President Rodrigo Duterte made an aerial inspection of the damage on Monday. Flying from his hometown Davao, he landed in Guinobatan town near the Mayon volcano, the Philippines’ most active volcano.
Duterte ordered an investigation into quarrying operations that residents complained had led to the burial of hundreds of homes in volcanic rock and mud flows, presidential aide and senator Christopher Go told reporters.
Officials said the evacuation of more than 345,000 residents had averted more deaths.
“The goal should be zero casualties, but since people were forcibly evacuated our casualties were reduced,” Roque said.
Goni hit 2.1 million residents of Luzon, which accounts for more than two-thirds of the economy, leaving more than 50,000 homes without power by Monday.
Strong winds and torrential rain have damaged crops worth 1.1 billion pesos ($23 million), mainly rice and corn, Agriculture Secretary William Dar said.

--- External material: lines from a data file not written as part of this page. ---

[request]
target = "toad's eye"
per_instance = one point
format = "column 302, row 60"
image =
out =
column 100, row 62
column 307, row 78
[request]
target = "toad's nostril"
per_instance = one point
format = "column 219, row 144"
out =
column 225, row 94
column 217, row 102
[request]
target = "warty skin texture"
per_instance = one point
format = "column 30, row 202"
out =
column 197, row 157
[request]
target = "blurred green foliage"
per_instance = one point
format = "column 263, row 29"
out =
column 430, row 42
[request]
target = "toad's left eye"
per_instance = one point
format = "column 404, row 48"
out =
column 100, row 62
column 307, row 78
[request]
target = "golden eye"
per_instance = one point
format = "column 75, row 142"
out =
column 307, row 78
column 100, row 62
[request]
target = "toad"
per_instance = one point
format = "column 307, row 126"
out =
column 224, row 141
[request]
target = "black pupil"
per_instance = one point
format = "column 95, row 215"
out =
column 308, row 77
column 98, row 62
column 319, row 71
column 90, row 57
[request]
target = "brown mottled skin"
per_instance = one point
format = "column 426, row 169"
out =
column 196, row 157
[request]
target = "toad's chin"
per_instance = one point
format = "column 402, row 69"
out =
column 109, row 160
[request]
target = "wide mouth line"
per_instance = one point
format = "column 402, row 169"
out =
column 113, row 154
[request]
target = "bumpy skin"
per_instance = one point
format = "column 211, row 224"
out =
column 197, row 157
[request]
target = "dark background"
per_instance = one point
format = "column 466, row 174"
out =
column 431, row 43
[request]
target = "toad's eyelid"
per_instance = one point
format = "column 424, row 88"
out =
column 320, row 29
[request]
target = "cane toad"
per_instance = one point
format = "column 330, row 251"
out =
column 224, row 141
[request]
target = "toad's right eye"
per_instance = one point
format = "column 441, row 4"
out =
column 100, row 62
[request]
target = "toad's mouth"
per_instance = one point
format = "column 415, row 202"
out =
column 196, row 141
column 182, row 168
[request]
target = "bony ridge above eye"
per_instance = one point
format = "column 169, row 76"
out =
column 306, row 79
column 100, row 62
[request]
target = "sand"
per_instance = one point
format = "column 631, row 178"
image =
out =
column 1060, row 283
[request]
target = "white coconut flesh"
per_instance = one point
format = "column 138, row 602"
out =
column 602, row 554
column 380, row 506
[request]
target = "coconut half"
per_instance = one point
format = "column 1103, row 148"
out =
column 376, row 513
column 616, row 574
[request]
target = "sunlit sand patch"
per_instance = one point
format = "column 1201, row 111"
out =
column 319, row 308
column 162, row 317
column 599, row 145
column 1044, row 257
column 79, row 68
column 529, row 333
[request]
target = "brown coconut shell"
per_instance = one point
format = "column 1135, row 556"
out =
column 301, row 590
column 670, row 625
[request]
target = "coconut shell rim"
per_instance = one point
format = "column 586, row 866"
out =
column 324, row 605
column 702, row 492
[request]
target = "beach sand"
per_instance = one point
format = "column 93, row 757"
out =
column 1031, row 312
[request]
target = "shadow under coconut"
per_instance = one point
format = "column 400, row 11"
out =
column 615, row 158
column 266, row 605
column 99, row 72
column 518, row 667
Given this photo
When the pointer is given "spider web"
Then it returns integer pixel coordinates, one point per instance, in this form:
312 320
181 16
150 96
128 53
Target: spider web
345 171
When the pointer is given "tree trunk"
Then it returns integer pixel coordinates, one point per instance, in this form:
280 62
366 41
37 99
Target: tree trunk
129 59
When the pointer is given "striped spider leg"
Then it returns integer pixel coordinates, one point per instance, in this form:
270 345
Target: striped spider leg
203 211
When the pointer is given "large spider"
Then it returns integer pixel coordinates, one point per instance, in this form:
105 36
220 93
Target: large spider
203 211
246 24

Before Goni hit, the Philippines had been grappling with the impact of Typhoon Molave, which killed 22 people, most of whom drowned, in provinces south of Manila.
Another storm, Atsani, is gaining strength in the Pacific Ocean as it approaches the Philippines, which usually sees about 20 tropical storms every year.
Vietnam said Goni is forecast to hit its central coast on Wednesday night, dumping more heavy rain in an area where floods and landslides in the past month have already killed about 160 people, with dozens missing.